Home Weatherization

Boston’s working class communities and communities of color still cannot fully benefit from state energy efficiency programs due to renter status and housing stock (asphalt-sided buildings, flat roofs, etc).

In this 2014 campaign, BostonCAN worked with the Green Justice Coalition’s Energy Efficiency Campaign and served as an active GJC steering committee member to:

  • Testify at the state Energy Efficiency Advisory Council (EEAC) regarding the need to create a public database that tracks progress of the state’s efficiency programs.
  • Help organize and participate in the GJC Energy Efficiency Summit.
  • Mobilize GJC and other allies to overturn the City Council’s vote to delay implementation of BERDO, an ordinance that will encourage large building owners to increase energy efficiency.
  • Draft and submit best practices for residential outreach to the EEAC’s Residential Barriers working group to aid design of Mass Save’s Efficient Neighborhoods+ program.

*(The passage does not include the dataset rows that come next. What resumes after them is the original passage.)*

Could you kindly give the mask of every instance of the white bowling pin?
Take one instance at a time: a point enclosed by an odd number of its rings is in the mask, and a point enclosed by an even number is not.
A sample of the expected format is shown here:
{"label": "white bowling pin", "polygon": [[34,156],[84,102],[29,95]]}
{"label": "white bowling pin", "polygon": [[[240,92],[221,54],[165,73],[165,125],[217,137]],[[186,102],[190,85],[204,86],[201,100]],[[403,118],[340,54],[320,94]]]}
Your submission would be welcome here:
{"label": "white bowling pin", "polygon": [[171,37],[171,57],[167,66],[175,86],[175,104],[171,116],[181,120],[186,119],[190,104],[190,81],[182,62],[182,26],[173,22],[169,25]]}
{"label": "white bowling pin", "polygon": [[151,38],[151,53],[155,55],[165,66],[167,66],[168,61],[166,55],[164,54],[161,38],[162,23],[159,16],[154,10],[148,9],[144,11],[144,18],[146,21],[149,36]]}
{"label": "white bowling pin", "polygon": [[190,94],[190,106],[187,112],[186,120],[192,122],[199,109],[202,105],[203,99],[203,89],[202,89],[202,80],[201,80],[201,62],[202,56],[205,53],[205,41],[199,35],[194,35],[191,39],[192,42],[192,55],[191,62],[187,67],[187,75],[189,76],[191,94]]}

BostonCAN also took the GJC’s energy efficiency campaign to a new network of groups including the Sustainability Guild in Dorchester and Roxbury, Neighborhood of Affordable Housing (NOAH) in East Boston, Roxbury Presbyterian Church, and Inquilinos Boricuas en Accion in the South End.  Besides encouraging these partner groups to engage in state-wide energy efficiency programs, we engaged them to find overlaps between their groups’ work and the greenhouse gas reduction goals in Boston’s Climate Action Plan.